Geocomposite capillary barrier drain (GCBD) for limiting moisture changes in pavements: Fid-Bau Portal

Geocomposite capillary barrier drain (GCBD) for limiting moisture changes in pavements

Roberson, Ruth / Stormont, John / Henry, Karen

Excess moisture coupled with inadequate drainage are believed to be the primary causes of roadway distress and failure. Manifestations of moisture-related distresses such as rutting, potholes, longitudinal and shrinkage cracking are commonly observed in bituminous pavements. In concrete pavements, moisture-related distresses are manifested as pumping. faulting, corner breaks, and longitudinal cracking.

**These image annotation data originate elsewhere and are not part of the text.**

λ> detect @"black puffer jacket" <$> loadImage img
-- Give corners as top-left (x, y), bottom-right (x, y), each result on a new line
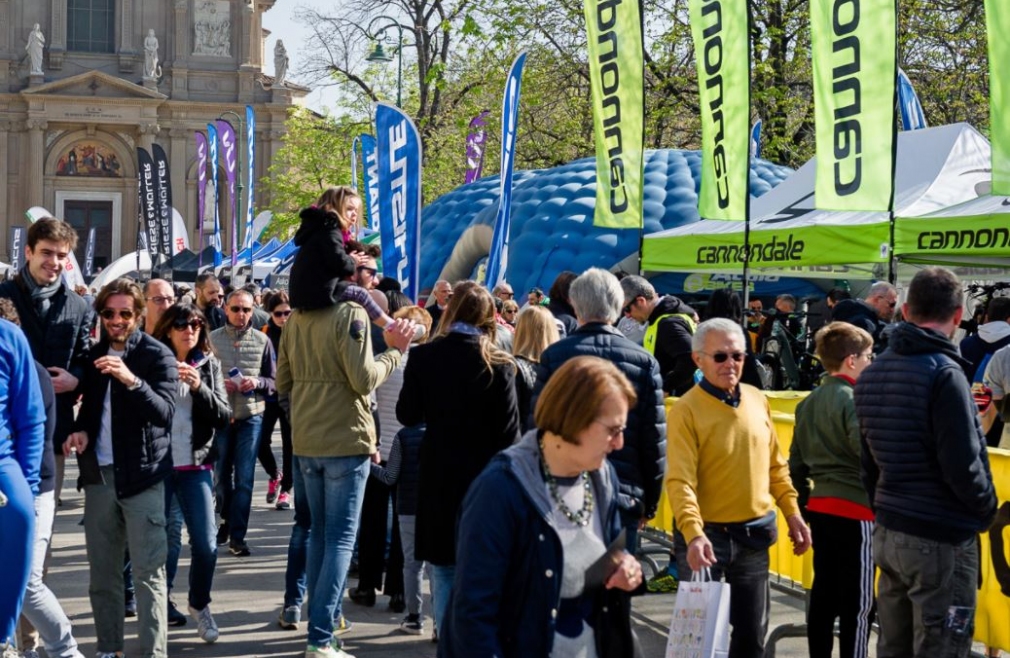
top-left (0, 271), bottom-right (95, 454)
top-left (74, 332), bottom-right (179, 498)
top-left (855, 322), bottom-right (996, 543)
top-left (529, 322), bottom-right (667, 519)
top-left (288, 206), bottom-right (357, 310)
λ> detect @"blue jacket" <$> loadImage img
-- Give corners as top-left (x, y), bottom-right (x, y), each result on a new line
top-left (855, 322), bottom-right (996, 543)
top-left (0, 319), bottom-right (45, 495)
top-left (438, 432), bottom-right (634, 658)
top-left (529, 322), bottom-right (667, 519)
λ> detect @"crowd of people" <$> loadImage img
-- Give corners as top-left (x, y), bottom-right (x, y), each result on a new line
top-left (0, 188), bottom-right (1010, 658)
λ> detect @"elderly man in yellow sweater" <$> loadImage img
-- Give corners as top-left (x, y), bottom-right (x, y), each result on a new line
top-left (666, 318), bottom-right (811, 658)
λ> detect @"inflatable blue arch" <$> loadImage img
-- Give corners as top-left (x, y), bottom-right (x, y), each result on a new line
top-left (421, 150), bottom-right (792, 297)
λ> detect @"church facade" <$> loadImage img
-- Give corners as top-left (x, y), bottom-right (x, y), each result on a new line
top-left (0, 0), bottom-right (308, 267)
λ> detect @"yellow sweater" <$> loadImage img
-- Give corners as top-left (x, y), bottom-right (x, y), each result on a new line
top-left (666, 384), bottom-right (800, 542)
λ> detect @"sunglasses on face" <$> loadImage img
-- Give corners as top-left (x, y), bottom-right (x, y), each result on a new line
top-left (172, 317), bottom-right (203, 332)
top-left (702, 352), bottom-right (747, 363)
top-left (98, 308), bottom-right (136, 320)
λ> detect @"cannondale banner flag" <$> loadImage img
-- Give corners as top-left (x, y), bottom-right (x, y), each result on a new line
top-left (207, 123), bottom-right (223, 268)
top-left (810, 0), bottom-right (898, 211)
top-left (376, 103), bottom-right (421, 301)
top-left (463, 110), bottom-right (491, 185)
top-left (689, 0), bottom-right (750, 220)
top-left (217, 119), bottom-right (238, 268)
top-left (359, 134), bottom-right (380, 230)
top-left (136, 147), bottom-right (162, 264)
top-left (242, 105), bottom-right (256, 253)
top-left (196, 132), bottom-right (207, 268)
top-left (484, 53), bottom-right (526, 288)
top-left (986, 0), bottom-right (1010, 196)
top-left (589, 0), bottom-right (642, 229)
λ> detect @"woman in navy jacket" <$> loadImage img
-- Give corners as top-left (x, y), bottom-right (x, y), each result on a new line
top-left (438, 357), bottom-right (641, 658)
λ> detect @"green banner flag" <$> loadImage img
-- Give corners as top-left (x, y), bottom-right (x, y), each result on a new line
top-left (810, 0), bottom-right (898, 210)
top-left (986, 0), bottom-right (1010, 196)
top-left (689, 0), bottom-right (750, 220)
top-left (584, 0), bottom-right (645, 228)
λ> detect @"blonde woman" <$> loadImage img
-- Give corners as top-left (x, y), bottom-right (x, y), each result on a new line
top-left (506, 302), bottom-right (561, 432)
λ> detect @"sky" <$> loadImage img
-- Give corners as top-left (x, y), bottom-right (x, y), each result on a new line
top-left (263, 0), bottom-right (338, 111)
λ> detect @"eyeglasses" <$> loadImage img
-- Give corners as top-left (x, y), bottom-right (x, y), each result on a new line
top-left (593, 419), bottom-right (627, 440)
top-left (98, 308), bottom-right (136, 320)
top-left (147, 295), bottom-right (176, 306)
top-left (702, 352), bottom-right (747, 363)
top-left (172, 317), bottom-right (203, 332)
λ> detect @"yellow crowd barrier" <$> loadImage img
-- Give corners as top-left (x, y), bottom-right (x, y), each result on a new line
top-left (649, 391), bottom-right (1010, 651)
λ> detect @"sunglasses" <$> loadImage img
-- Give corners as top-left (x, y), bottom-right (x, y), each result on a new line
top-left (702, 352), bottom-right (747, 363)
top-left (98, 308), bottom-right (136, 320)
top-left (172, 317), bottom-right (203, 332)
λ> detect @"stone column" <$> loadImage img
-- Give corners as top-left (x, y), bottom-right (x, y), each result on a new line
top-left (22, 119), bottom-right (48, 209)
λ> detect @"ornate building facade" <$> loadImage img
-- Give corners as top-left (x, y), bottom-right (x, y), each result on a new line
top-left (0, 0), bottom-right (308, 266)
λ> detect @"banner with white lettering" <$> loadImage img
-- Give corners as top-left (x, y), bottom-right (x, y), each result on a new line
top-left (9, 226), bottom-right (24, 274)
top-left (84, 226), bottom-right (95, 279)
top-left (986, 0), bottom-right (1010, 196)
top-left (359, 134), bottom-right (381, 230)
top-left (242, 105), bottom-right (256, 253)
top-left (689, 0), bottom-right (750, 220)
top-left (810, 0), bottom-right (898, 211)
top-left (589, 0), bottom-right (645, 229)
top-left (136, 147), bottom-right (162, 263)
top-left (207, 123), bottom-right (223, 268)
top-left (376, 103), bottom-right (421, 302)
top-left (217, 119), bottom-right (238, 268)
top-left (150, 144), bottom-right (175, 266)
top-left (484, 53), bottom-right (526, 289)
top-left (463, 110), bottom-right (491, 185)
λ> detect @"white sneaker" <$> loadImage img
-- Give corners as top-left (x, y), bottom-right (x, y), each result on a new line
top-left (189, 605), bottom-right (218, 644)
top-left (305, 644), bottom-right (355, 658)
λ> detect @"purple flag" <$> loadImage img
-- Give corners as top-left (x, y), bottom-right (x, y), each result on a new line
top-left (464, 110), bottom-right (491, 184)
top-left (217, 119), bottom-right (238, 270)
top-left (196, 131), bottom-right (207, 268)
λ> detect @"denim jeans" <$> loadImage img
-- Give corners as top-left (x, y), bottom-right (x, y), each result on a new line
top-left (674, 526), bottom-right (772, 658)
top-left (19, 491), bottom-right (80, 658)
top-left (284, 457), bottom-right (312, 607)
top-left (296, 455), bottom-right (370, 646)
top-left (874, 525), bottom-right (979, 658)
top-left (431, 564), bottom-right (456, 631)
top-left (84, 466), bottom-right (169, 658)
top-left (165, 470), bottom-right (217, 610)
top-left (214, 415), bottom-right (263, 544)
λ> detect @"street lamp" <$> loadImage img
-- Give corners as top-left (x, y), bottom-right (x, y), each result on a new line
top-left (365, 15), bottom-right (414, 107)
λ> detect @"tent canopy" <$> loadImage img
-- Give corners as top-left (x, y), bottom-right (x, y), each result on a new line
top-left (642, 123), bottom-right (992, 278)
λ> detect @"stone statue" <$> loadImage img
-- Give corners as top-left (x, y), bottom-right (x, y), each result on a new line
top-left (24, 23), bottom-right (45, 76)
top-left (274, 39), bottom-right (288, 87)
top-left (143, 29), bottom-right (162, 80)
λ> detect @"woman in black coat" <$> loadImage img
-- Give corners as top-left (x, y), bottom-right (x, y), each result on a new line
top-left (396, 281), bottom-right (519, 628)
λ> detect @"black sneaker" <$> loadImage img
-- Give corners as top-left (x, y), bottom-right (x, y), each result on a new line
top-left (217, 523), bottom-right (231, 546)
top-left (169, 599), bottom-right (186, 626)
top-left (228, 540), bottom-right (249, 558)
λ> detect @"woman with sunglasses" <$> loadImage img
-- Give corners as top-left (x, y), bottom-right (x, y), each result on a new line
top-left (154, 303), bottom-right (231, 643)
top-left (260, 290), bottom-right (293, 509)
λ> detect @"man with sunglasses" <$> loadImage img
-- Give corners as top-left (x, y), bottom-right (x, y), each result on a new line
top-left (621, 275), bottom-right (698, 395)
top-left (666, 317), bottom-right (810, 658)
top-left (64, 278), bottom-right (179, 658)
top-left (210, 289), bottom-right (276, 557)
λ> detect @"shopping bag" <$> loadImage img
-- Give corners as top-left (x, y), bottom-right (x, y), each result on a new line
top-left (667, 568), bottom-right (729, 658)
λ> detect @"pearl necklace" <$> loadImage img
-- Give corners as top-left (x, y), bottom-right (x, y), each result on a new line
top-left (540, 440), bottom-right (593, 528)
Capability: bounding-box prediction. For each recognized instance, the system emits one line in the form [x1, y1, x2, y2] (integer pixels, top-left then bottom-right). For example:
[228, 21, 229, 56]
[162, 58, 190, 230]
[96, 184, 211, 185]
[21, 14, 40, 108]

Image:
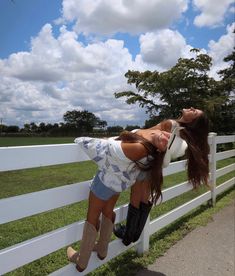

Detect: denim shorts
[90, 175, 119, 200]
[136, 171, 151, 181]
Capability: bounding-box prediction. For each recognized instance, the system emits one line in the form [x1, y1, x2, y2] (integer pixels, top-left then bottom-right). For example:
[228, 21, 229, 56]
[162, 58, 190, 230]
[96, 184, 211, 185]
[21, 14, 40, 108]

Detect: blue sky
[0, 0, 234, 126]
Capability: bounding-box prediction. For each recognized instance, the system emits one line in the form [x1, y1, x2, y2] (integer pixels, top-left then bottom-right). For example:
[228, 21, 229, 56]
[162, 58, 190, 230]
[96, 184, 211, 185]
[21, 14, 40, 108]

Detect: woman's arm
[121, 142, 148, 161]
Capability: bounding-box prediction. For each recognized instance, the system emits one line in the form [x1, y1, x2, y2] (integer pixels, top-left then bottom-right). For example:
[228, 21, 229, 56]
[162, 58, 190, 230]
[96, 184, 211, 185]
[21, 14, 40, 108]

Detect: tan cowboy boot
[67, 221, 98, 272]
[93, 213, 116, 260]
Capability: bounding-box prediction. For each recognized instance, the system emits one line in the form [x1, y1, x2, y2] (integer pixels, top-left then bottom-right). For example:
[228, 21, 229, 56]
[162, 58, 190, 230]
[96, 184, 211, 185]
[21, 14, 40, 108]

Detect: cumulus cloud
[193, 0, 234, 27]
[62, 0, 188, 35]
[208, 23, 235, 79]
[140, 29, 192, 71]
[0, 24, 151, 124]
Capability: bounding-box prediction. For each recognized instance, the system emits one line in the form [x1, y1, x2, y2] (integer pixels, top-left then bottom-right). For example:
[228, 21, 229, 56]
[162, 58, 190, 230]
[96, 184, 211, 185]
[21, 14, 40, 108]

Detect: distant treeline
[0, 122, 140, 137]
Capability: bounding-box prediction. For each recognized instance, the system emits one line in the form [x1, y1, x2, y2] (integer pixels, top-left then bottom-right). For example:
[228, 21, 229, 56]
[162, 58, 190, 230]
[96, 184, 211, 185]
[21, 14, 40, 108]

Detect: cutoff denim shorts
[90, 175, 119, 200]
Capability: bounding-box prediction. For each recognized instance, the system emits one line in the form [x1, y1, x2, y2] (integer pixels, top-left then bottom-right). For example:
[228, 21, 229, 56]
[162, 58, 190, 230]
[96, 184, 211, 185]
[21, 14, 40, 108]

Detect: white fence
[0, 133, 235, 276]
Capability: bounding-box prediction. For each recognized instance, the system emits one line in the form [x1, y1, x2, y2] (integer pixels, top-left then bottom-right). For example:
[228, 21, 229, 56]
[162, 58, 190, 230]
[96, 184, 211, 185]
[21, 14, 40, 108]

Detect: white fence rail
[0, 133, 235, 276]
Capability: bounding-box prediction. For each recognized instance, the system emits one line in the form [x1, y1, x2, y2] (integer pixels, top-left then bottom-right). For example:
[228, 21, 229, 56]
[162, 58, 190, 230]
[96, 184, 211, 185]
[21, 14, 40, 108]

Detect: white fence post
[209, 132, 217, 207]
[135, 216, 150, 255]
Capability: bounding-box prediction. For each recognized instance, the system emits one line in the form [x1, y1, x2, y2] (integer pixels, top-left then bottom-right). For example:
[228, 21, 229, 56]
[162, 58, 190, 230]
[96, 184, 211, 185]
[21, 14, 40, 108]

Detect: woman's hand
[152, 130, 171, 151]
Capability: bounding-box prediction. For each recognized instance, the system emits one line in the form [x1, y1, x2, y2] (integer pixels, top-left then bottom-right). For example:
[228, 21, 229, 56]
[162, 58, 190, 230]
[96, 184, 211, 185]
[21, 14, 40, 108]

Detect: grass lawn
[0, 152, 235, 276]
[0, 137, 75, 147]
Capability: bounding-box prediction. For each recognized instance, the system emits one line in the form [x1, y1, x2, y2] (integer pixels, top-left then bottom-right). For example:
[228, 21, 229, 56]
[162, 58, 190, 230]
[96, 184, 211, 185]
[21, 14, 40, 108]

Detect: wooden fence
[0, 133, 235, 276]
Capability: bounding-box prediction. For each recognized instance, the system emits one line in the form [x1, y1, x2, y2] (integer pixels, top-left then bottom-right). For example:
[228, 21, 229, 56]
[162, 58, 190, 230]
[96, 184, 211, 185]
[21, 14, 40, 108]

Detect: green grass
[0, 153, 235, 276]
[0, 137, 74, 147]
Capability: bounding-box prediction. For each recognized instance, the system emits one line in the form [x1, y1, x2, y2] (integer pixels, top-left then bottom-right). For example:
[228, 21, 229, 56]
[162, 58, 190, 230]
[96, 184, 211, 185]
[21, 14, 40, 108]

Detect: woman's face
[180, 107, 203, 123]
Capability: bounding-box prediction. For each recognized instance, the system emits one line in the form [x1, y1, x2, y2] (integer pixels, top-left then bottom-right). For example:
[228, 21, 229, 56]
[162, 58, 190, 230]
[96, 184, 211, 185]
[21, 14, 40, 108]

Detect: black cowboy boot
[132, 201, 153, 242]
[113, 204, 140, 246]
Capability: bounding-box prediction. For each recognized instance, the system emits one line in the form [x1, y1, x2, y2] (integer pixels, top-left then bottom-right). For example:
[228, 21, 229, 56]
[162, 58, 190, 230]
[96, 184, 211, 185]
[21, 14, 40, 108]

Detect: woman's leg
[87, 191, 107, 227]
[114, 180, 152, 245]
[94, 194, 119, 260]
[130, 180, 150, 208]
[102, 194, 119, 220]
[67, 191, 105, 272]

These distresses diminish the structural integrity of the pavement and reduce pavement life. To address moisture-related distresses, pavement engineers typically construct subsurface pavement drainage systems. A pavement research project, evaluating the effectiveness of an innovative pavement drainage product, a Geocomposite Capillary Barrier Drain (GCBD), is now under way at the Minnesota Road Research Facility (MnROAD) in Albertville, Minn. The project is funded by the NCHRP Highway IDEA Program and by a FHWA Pooled Fund Project/TPF-5 (136). It is a collaboration among three organizations: the University of New Mexico (UNM), the U.S. Array Engineer Research and Development Center's Cold Regions Research and Engineering Laboratory (ERDC-CRREL), and the Minnesota Department of Transportation (MnDOT). The geocomposite capillary barrier drain (GCBD) is a three-layer composite, from top to bottom: a transport layer (a specially designed geotextile), a capillary barrier (a geonet), and a separator (geotextile). When placed between a base and subgrade, it can drain the unsaturated base and reduce its water content as well as prevent water from reaching the subgrade. Based on previous laboratory testing and field experience, the GCBD is expected to increase the rate and amount of drainage from the pavement system. This has implications for mechanistic pavement design. A design tool will incorporate numerical simulations of unsaturated flow within a pavement section. Initial conditions and climatic conditions will be used as input to the simulations.